Although more institutional investors benefit from netting their collateral obligations, many have not updated their hedging strategies to reflect their firm’s global approach to collateral.
The standard risk-neutral valuation approach to pricing derivatives is changing slightly as an increasing number of firms start to include consideration of their collateral-management strategies into their hedging decisions, according to James Gavin, senior derivatives analyst at FINCAD.
“We’re seeing this driven by both the regulators, as well as firms appreciating that collateral actually helps the overall over-the-counter market,” he said.
Risk officers now consider that they need to start placing more strategic global hedges and not just simple desk-level hedges, according to Gavin
However, the desks themselves have not received the message, he said citing a larger unnamed hedge fund that has offices in the US, London, and Europe as a prime example.
This particular hedge fund raises its money in the US to fund its London and European operations, since it cannot raise money locally in those markets, he explained.
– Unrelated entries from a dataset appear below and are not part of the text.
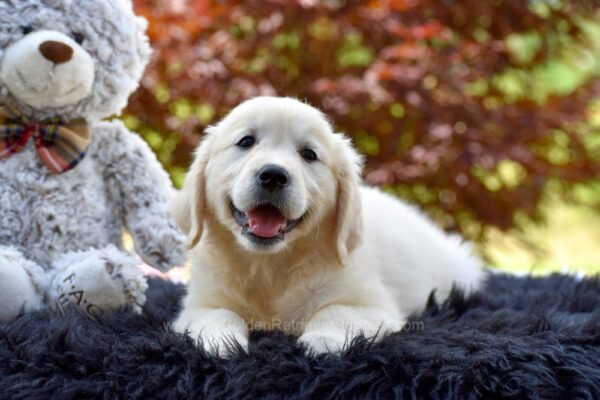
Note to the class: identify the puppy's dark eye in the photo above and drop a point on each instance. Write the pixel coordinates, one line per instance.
(246, 142)
(77, 37)
(309, 155)
(26, 29)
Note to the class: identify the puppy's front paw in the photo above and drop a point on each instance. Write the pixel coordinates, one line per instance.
(219, 331)
(319, 342)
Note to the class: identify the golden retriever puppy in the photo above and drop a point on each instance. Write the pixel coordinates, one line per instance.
(284, 236)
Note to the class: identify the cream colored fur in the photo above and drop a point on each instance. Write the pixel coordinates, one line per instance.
(360, 262)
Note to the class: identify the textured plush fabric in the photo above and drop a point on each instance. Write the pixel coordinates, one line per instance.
(53, 223)
(522, 338)
(113, 36)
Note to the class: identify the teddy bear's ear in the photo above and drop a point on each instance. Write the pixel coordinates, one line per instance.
(190, 207)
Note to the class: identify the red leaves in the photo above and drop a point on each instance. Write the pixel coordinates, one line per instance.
(412, 81)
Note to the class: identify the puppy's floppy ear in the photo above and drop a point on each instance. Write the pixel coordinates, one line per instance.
(349, 223)
(189, 208)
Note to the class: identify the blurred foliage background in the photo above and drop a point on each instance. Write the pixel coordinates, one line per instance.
(484, 112)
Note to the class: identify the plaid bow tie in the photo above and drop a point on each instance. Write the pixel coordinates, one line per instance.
(60, 147)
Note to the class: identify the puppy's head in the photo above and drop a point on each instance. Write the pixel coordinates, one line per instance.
(271, 172)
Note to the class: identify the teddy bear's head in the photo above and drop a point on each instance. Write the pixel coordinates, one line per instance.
(70, 58)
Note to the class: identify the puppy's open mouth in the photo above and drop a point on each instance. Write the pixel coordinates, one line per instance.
(264, 224)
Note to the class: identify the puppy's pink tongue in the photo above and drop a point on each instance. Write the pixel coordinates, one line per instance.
(266, 221)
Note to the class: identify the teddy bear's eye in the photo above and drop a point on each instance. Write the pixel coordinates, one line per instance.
(78, 37)
(26, 29)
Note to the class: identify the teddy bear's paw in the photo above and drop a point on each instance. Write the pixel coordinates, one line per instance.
(20, 284)
(99, 281)
(161, 246)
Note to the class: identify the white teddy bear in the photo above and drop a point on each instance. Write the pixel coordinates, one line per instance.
(70, 183)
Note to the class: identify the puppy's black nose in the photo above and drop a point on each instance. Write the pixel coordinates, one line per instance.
(272, 177)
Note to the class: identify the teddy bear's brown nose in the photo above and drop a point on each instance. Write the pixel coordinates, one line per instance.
(56, 52)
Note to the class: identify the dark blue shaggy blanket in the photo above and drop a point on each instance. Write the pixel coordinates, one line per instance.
(522, 338)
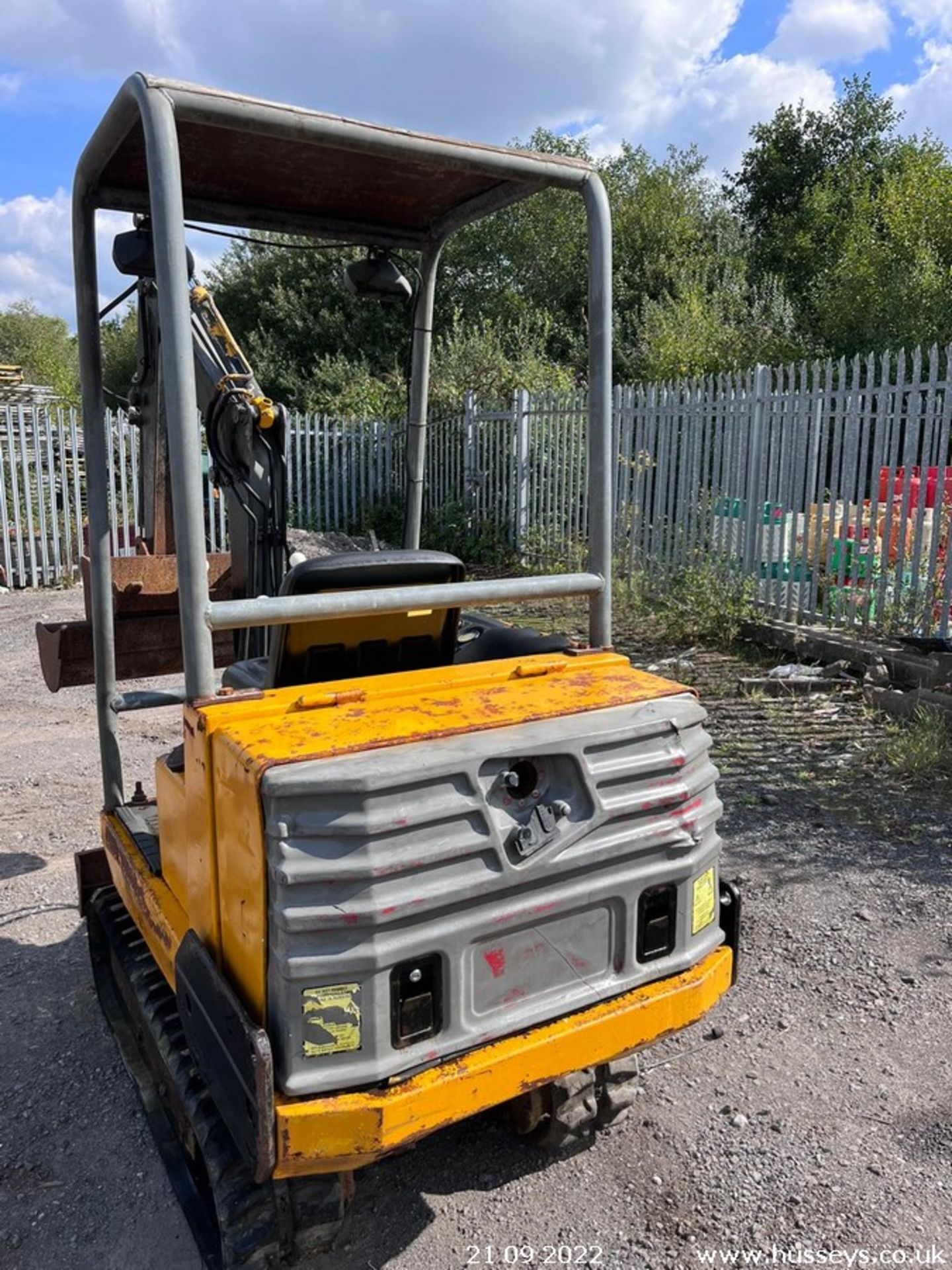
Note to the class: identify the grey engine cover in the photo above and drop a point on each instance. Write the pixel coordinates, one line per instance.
(411, 851)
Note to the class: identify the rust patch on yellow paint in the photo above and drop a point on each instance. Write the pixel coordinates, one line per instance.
(348, 1130)
(147, 898)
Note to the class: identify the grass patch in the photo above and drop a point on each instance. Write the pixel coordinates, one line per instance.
(920, 747)
(698, 605)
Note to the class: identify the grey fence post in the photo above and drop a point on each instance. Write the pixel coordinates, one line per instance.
(752, 521)
(470, 456)
(521, 436)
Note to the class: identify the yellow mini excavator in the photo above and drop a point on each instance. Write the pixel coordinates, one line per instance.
(391, 876)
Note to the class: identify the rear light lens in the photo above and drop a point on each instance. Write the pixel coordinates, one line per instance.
(656, 922)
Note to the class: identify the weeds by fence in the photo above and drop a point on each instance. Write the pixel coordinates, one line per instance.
(826, 488)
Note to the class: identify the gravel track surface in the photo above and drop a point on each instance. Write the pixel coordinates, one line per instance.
(813, 1107)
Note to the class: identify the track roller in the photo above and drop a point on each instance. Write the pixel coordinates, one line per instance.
(238, 1223)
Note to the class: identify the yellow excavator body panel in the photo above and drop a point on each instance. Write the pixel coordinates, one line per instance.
(210, 814)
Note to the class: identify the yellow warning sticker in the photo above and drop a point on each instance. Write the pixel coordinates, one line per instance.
(702, 902)
(332, 1019)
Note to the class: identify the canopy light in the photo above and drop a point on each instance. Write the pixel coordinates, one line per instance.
(377, 278)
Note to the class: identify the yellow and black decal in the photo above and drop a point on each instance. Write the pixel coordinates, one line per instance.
(702, 902)
(332, 1019)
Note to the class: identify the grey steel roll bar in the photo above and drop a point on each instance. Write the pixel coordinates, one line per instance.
(155, 151)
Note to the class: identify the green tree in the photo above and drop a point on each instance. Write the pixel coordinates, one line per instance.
(853, 220)
(890, 281)
(118, 338)
(42, 346)
(843, 150)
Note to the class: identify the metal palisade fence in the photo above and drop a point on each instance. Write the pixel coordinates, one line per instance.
(828, 486)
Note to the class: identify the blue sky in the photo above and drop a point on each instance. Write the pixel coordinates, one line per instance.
(654, 71)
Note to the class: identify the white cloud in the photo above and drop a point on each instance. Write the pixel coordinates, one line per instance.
(491, 70)
(11, 84)
(928, 17)
(647, 70)
(36, 253)
(830, 31)
(926, 102)
(719, 106)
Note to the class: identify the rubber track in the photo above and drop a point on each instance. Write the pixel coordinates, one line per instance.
(619, 1086)
(238, 1223)
(571, 1113)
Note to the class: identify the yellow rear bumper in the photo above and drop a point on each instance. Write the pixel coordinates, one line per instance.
(349, 1130)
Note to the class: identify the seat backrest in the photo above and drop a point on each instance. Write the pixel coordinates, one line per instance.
(344, 648)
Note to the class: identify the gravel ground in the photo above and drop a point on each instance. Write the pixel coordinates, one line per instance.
(813, 1108)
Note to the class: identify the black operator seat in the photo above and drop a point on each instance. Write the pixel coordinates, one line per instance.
(344, 648)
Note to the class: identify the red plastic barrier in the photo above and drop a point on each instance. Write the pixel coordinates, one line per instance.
(932, 480)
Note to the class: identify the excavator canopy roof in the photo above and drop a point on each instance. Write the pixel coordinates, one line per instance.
(259, 164)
Instead, it uses foreign-exchange derivatives to fund those operations.
“The fund needs to incorporate FX basis from the collateral management strategy into its desk-level derivatives evaluation. This is something people ignored in the past but that’s now becoming an issue,” he explained. “If you just look in the actual silos themselves, there’s an issue whereby they’re not considering the organization as a whole when trying to put on the cross-currency hedges.”
It likely will take hedge funds more than a year before they actually reach this greater holistic view of global risk, Gavin predicted. “However, some hedge funds have identified it as the next problem that they need to solve.”